As skin cancer rates continue to rise across Southeast Asia, the need for early and accessible diagnosis has become increasingly urgent, particularly in areas with limited access to specialist care.
To help address this, Professor Dr. Deshinta Arrova Dewi from the Faculty of Data Science and Information Technology at INTI International University is contributing to a regional research collaboration aimed at developing a faster, more cost-effective, and highly accurate screening tool for skin cancer.
Prof. Dr. Deshinta Arrova Dewi from INTI International University’s Faculty of Data Science and Information Technology has joined a regional research initiative to develop a faster, more affordable, and highly accurate screening solution.
The research, conducted in partnership with the Institute of Informatics and Business Darmajaya in Indonesia and Shinawatra University in Thailand, focuses on a hybrid algorithm that merges the Region Growing technique with a Deep Learning model known as Long Short-Term Memory (LSTM).
According to Prof. Deshinta, the combined model produces significantly better results than traditional methods. “The proposed algorithm achieved an accuracy rate of 96.62%, compared to just 84% with the standalone LSTM model,” she said.

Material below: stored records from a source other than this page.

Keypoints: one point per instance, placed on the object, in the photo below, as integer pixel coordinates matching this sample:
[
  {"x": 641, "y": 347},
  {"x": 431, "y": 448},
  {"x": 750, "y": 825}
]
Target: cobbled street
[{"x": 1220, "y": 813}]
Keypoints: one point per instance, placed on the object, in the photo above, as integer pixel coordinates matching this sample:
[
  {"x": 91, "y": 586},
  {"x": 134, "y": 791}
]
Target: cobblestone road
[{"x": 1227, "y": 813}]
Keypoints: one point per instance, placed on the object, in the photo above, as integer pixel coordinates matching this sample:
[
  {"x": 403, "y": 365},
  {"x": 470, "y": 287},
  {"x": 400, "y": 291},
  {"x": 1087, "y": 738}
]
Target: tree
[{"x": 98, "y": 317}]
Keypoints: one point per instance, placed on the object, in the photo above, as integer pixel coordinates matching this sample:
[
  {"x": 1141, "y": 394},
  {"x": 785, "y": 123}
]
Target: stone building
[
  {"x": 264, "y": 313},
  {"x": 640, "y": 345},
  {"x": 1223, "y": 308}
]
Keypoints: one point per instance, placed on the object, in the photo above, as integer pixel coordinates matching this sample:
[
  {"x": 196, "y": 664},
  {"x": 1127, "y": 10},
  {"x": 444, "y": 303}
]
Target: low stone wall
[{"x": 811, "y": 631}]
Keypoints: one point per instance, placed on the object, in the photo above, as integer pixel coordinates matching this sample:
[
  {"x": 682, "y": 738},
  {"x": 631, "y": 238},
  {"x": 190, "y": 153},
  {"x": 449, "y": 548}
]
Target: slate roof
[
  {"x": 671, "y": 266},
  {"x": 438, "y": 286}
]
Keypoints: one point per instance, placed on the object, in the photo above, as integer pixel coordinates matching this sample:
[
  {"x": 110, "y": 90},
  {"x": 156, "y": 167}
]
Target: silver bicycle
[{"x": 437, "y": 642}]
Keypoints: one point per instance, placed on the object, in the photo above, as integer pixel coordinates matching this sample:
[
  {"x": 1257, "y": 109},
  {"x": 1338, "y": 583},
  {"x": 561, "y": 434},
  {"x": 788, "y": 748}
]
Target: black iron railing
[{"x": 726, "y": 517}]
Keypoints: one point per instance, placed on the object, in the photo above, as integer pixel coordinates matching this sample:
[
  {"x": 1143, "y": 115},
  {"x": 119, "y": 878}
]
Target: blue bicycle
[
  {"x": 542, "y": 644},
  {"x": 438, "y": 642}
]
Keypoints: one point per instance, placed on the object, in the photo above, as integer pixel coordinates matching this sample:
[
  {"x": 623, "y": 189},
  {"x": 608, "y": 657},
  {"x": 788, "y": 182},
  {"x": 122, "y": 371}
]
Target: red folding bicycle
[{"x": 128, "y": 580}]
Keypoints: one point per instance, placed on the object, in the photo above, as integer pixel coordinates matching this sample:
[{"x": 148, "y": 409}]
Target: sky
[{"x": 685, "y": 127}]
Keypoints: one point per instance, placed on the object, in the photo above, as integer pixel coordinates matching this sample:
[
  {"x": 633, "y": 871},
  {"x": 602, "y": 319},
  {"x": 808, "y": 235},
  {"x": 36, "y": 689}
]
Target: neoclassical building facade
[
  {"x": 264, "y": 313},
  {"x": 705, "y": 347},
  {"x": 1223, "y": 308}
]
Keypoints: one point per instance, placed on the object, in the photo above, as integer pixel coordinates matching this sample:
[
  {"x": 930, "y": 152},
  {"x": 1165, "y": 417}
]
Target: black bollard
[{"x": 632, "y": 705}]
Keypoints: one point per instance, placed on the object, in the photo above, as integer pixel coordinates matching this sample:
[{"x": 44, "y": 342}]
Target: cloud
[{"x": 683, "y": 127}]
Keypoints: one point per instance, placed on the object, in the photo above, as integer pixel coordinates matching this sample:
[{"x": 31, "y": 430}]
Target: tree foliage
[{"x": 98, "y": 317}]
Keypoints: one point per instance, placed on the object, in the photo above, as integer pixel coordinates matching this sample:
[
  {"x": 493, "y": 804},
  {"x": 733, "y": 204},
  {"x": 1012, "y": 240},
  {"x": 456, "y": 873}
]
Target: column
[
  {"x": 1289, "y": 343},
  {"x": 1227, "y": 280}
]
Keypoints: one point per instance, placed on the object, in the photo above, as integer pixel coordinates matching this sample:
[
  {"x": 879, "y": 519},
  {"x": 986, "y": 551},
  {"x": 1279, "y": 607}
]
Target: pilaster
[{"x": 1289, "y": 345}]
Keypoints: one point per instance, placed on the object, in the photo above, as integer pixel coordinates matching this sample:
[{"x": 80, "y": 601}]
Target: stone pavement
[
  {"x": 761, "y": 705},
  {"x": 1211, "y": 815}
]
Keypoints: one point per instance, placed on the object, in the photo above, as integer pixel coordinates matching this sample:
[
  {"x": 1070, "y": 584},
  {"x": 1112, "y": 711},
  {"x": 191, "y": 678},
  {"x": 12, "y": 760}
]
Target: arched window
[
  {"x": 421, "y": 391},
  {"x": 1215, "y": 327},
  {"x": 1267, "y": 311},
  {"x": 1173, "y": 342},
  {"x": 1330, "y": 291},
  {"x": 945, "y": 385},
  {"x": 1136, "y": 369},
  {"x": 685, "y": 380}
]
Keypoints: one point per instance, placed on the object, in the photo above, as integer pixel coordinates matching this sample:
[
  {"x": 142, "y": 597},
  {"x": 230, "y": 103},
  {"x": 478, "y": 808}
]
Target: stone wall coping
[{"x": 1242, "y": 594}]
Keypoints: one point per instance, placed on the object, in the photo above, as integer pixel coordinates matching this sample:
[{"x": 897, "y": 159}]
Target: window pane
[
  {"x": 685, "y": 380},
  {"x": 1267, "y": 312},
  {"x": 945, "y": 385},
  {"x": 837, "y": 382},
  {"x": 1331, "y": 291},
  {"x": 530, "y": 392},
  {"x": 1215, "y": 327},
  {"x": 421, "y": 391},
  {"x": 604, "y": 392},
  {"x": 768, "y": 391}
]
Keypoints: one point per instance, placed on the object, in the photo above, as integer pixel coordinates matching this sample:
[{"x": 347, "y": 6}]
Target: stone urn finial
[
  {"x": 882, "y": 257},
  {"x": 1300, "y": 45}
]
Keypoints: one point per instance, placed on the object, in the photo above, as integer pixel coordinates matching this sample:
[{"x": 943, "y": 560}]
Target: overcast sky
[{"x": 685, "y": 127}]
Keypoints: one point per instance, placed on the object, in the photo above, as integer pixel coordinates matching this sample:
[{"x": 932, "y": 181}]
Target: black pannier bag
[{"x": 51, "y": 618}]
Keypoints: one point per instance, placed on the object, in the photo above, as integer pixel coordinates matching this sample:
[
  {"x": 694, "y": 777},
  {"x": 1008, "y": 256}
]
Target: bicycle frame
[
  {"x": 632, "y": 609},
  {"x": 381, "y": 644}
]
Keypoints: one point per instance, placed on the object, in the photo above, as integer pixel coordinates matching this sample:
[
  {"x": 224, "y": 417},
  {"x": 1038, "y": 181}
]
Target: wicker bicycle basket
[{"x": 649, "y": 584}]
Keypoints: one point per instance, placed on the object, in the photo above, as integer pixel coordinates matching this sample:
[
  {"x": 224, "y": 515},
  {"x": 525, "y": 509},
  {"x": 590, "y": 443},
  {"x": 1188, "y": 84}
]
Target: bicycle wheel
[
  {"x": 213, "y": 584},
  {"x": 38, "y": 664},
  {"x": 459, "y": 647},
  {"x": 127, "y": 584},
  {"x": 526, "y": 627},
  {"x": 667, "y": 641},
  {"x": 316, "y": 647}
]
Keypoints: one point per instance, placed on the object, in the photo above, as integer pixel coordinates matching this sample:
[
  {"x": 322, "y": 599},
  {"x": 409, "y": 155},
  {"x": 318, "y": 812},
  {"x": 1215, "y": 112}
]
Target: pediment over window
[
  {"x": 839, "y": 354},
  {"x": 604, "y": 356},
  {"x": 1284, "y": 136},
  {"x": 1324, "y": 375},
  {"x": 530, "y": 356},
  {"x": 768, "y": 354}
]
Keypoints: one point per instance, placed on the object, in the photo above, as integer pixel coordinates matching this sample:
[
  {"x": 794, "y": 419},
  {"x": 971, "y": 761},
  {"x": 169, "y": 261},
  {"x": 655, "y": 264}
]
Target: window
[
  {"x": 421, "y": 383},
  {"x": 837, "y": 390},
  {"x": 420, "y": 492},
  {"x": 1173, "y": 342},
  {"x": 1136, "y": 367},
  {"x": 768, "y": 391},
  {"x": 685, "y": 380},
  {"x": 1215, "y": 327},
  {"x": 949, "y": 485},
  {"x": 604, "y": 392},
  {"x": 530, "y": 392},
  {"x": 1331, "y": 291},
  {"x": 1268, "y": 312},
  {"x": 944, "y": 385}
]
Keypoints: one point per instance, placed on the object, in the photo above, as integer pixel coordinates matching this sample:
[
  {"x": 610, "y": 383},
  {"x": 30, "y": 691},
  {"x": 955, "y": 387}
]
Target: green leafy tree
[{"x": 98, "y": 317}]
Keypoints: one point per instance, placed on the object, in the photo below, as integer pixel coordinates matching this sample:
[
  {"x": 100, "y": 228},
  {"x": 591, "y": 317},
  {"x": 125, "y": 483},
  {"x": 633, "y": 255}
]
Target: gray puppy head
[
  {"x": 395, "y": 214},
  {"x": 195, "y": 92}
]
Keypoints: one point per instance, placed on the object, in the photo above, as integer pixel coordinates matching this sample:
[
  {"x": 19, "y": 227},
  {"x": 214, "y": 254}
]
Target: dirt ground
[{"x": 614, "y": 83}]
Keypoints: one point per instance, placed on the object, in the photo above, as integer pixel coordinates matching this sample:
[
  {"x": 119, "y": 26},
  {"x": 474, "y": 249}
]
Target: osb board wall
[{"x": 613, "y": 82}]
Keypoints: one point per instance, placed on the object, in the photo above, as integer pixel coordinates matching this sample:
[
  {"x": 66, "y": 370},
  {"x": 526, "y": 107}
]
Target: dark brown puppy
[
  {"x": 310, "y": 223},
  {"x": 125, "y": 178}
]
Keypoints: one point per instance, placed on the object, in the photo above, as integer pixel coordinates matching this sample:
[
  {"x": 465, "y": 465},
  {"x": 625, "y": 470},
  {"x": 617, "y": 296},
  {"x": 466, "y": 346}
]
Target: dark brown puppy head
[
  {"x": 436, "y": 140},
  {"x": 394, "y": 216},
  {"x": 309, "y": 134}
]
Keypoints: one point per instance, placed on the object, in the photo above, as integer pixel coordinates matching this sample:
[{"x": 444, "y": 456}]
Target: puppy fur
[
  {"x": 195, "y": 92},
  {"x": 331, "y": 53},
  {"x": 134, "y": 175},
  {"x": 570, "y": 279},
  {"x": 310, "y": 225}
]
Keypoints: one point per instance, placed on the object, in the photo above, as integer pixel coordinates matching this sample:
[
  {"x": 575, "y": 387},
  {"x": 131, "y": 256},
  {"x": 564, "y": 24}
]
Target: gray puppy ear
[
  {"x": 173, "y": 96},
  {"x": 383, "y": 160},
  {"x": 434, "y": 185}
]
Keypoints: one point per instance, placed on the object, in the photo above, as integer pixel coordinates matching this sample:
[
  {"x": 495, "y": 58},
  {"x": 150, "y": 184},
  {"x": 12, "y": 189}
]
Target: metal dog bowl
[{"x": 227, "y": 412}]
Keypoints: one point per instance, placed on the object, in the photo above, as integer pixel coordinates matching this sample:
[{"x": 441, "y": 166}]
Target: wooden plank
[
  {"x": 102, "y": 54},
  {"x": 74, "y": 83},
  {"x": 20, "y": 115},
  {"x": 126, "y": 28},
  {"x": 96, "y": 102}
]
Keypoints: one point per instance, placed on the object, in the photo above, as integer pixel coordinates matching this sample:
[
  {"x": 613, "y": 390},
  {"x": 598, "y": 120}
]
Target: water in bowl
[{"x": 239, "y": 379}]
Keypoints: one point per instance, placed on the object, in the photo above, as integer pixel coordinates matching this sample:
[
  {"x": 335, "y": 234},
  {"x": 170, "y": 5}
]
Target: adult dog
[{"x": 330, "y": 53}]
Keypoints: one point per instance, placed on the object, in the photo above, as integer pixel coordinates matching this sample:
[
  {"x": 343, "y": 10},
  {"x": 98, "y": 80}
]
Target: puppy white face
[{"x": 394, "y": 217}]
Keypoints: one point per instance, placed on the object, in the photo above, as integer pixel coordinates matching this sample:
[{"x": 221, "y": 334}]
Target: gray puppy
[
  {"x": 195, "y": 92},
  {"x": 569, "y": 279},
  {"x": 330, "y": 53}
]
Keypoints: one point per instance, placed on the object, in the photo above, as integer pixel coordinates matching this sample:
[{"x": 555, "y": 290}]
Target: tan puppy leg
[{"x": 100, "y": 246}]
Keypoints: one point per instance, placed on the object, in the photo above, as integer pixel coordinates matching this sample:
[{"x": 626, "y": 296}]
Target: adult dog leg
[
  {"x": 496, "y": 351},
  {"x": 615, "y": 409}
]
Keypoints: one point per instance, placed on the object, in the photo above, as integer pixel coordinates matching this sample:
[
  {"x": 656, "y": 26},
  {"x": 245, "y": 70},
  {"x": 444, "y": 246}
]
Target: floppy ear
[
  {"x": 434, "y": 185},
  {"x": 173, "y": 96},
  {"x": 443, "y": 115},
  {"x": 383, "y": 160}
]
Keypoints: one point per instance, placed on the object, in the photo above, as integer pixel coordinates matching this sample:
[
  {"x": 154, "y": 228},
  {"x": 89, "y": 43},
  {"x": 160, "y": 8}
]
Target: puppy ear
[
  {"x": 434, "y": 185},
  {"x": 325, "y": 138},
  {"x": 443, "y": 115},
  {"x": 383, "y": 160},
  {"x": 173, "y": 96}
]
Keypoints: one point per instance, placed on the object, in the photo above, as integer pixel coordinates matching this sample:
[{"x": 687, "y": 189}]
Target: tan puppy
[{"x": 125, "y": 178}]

She explained that the Region Growing technique functions like a digital highlighter, isolating the lesion so the AI can focus on it more precisely. “This targeted approach is key to reducing background noise from surrounding healthy skin, which can confuse traditional AI models,” she added.
By isolating the lesion before classification, the model enhances diagnostic precision and helps mitigate the potential for human error, an issue frequently encountered in visual inspections by clinicians.
(From left) Ir. Suhendro Yusuf Irianto, Dr. Muhammad Said Hasibuan, and Rian Yunandar from the Institute of Informatics and Business Darmajaya, Lampung, Indonesia, and Assistant Professor Nualyai Pitsachart from Shinawatra University, Thailand, who collaborated with Prof Dr. Deshinta for this research.
Although the hybrid model requires slightly more processing time than simpler methods, the research team believes the improved accuracy justifies the trade-off.
One of the tool’s main advantages is its potential to serve communities with limited access to dermatologists. “For individuals living in remote or rural areas, this technology is also highly cost-effective. Access to dermatologists or specialised medical services is often limited outside major cities. By integrating this AI-based tool into local health clinics, early screening can be performed without the need for expert intervention,” Prof. Deshinta said.
Designed for scalability, the model can be reused for multiple patients with minimal ongoing cost. This reduces reliance on specialists, supports early detection, lowers treatment expenses, and improves patient outcomes.
Its impact goes beyond individual diagnosis. “From a public health perspective, this technology holds significant promise for countries like Malaysia and Indonesia. Both countries report rising incidences of skin cancer, including basal cell carcinoma, squamous cell carcinoma, and melanoma. However, access to early diagnostic services remains limited in many areas,” she said.
She added that the tool could support national health efforts by enabling early screening among high-risk groups such as outdoor labourers and rural communities. “Moreover, integrating this system into national health initiatives could improve cancer outcomes, support large-scale screening programs, and help gather vital health data for future policy planning,” Prof. Deshinta concluded.
As development progresses, this AI-powered solution may become an essential part of Malaysia’s healthcare system, bridging diagnostic gaps and expanding early detection in underserved communities
Skin cancer rates continue to rise in Malaysia and across Southeast Asia due to its geographic location. However, access to specialist care remains limited in many areas.